Enlightenment at last?
In a news release in June 2014, the FDA published a statement regarding its current position on the investigation into the use of marijuana as a medicine:
“There is considerable public interest in developing new therapies from marijuana and its constituents. FDA will continue to support development of such new therapies that are safe, effective, and manufactured to a high quality, applying the drug development paradigm that continues to provide important new medicines for patients. This paradigm, grounded in rigorous scientific research, is essential to determining the appropriate uses of marijuana and its constituents in the treatment of human disease. As a part of this important work, we are committed to collaborating with Federal and state agencies, researchers, and manufacturers also working on issues related to the use of marijuana in the United States, including cooperation to help speed the development of safe and effective new drugs.”
The numbers of deaths from opioids have been rising steadily over the last fifteen years, in line with the number of prescriptions written for them, even in the states that have legalized medical marijuana.
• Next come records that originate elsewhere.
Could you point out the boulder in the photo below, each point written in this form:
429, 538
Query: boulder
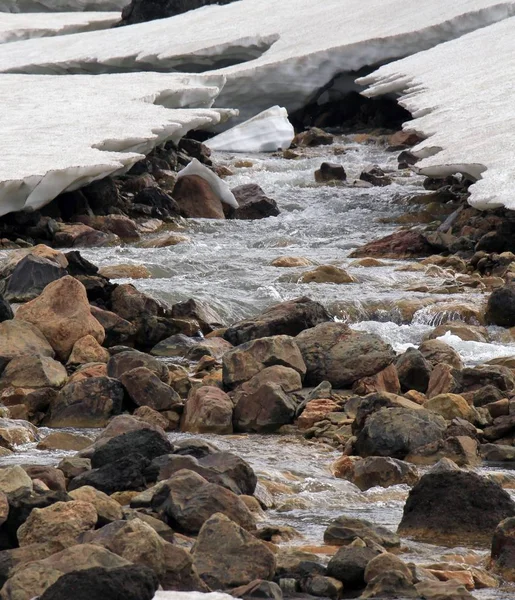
196, 199
62, 522
287, 318
131, 582
455, 508
108, 510
34, 578
226, 556
187, 500
62, 313
33, 371
145, 442
500, 309
18, 338
376, 471
207, 410
343, 531
333, 352
127, 473
88, 350
413, 371
253, 203
348, 565
245, 361
396, 432
86, 403
122, 362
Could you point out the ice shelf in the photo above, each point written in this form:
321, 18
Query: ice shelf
461, 95
15, 27
58, 133
271, 52
23, 6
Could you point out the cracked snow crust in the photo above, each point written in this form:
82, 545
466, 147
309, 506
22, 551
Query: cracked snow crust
89, 127
290, 52
462, 97
15, 27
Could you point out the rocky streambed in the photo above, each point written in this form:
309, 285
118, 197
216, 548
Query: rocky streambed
244, 393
The current study, however, shows an interesting trend that may indicate that marijuana is a much safer (and healthier) alternative to narcotics when managing pain.
Plants as Medicine
There are reasons Nature makes “weeds”: they are easy to grow, prolific in their propagation, difficult to eradicate and require no care to flourish (as any gardener can attest). In this group are a dandelion, plantain, clover, mint, and marijuana. Nature provides a bounty to promote the health of everything living. It’s up to us to recognize and make use of it.